Sunday, January 15, 2023

DREADED TUBERCULOSIS

       I was talking to my son in law this morning and the subject of tuberculosis came up. 

      Today we hear very little about TB but not so long ago it took many lives. There were no medications for treating the disease itself. The main treatment was to put patients in a special hospital where they were required to rest. I saw a photo of 12 patients in their beds and someone reading to them. TB spread easily in poor conditions as in housing and cleanliness. 

     When I was a child they decided that to identify people with TB and put them in hospitals would prevent the spread of TB.

    Where I lived they had a regime of X-raying people every year. I remember the big gray trucks. We were all lined up and called in order to have our x-rays done. Because of the x-ray technology of the time, we had to take off our tops. It was a day with some stress as each year they found several people with TB and they were immediately put in the hospital. There was no not getting the x-ray because it was dangerous. All people had the x-ray. Some difference from today. But today we still have covid.  

    Later other tests were used to detect TB and medications found to treat TB.

    When I was in the Arctic in the 60's TB was all too common. It's surprising that I didn't get TB. Aboriginals were sent south to stay in hospitals sometimes for years. On the coasts an icebreaker came in each year and the people were taken to the ship and x-rayed. It was an exciting time to visit the ship but they sadly always found people with TB. 

    One Inuk I knew, from Baffin Island, had TB as a young person. When he was in the south he got in some school time and they also trained him to be an x-ray technician. 

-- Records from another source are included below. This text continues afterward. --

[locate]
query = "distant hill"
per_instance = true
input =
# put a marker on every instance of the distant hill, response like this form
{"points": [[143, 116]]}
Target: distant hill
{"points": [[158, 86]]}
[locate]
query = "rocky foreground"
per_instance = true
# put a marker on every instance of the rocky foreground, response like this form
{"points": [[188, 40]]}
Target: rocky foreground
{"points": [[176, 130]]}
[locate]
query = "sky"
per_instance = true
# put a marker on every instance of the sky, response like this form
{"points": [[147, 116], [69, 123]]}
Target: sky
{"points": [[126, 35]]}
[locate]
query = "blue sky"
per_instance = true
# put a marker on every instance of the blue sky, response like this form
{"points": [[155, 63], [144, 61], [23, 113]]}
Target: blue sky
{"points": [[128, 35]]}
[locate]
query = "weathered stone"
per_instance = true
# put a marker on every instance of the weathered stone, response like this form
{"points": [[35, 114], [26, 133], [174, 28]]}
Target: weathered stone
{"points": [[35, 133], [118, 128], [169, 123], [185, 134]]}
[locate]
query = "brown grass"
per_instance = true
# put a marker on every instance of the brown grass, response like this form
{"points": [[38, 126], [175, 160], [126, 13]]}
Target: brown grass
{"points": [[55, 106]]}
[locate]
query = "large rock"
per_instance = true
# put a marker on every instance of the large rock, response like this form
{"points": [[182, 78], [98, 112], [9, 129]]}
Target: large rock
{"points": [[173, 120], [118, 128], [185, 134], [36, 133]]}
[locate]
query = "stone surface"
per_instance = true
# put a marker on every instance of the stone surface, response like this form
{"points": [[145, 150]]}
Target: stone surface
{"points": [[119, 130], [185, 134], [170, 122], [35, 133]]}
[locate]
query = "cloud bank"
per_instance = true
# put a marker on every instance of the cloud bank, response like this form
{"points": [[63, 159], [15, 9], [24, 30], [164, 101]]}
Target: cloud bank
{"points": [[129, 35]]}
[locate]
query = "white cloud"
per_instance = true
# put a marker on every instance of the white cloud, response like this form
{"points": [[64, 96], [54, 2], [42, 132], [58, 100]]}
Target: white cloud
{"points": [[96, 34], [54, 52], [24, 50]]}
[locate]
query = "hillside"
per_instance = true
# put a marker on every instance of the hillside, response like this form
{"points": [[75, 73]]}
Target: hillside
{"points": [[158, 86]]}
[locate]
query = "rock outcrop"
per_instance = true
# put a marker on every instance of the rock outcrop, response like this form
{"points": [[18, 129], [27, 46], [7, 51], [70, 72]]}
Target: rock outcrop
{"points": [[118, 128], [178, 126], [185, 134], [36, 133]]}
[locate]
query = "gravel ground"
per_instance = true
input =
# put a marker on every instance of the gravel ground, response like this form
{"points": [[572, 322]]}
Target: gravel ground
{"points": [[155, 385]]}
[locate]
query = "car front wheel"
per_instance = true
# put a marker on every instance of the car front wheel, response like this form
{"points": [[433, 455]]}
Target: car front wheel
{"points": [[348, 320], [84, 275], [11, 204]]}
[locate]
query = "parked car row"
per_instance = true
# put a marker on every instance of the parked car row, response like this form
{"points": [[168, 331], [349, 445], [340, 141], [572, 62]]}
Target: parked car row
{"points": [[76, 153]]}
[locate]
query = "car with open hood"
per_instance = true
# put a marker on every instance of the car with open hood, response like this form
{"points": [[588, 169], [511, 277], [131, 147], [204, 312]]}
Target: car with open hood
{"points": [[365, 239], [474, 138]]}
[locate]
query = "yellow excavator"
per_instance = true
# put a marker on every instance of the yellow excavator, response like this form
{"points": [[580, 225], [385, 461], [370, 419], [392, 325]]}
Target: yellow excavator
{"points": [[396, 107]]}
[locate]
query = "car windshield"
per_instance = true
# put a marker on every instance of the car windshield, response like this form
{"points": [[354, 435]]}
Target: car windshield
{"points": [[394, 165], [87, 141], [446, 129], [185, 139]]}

    He was assigned to work in an area with Cree people. There was a Cree interpreter who gave instructions . 1. Take a deep Breath, 2 Hold it. 3. Don't move. Elijah , the Inuk technician, got the idea that it would run more smoothly if he could give those instructions . He asked if they would tell him what to say. They told him what to say. He gave the instructions. However, when the women left the x-ray they gave Elijah a funny look. Elijah soon realized he had been had. They had told him correctly for steps one and two , but they changed one word in step three so Elijah was saying "Don't fart" instead of "don't move." 

    We are all fortunate these days that there is very little TB except in underdeveloped countries.

   Since I am elderly , I think many of you would have missed this experience.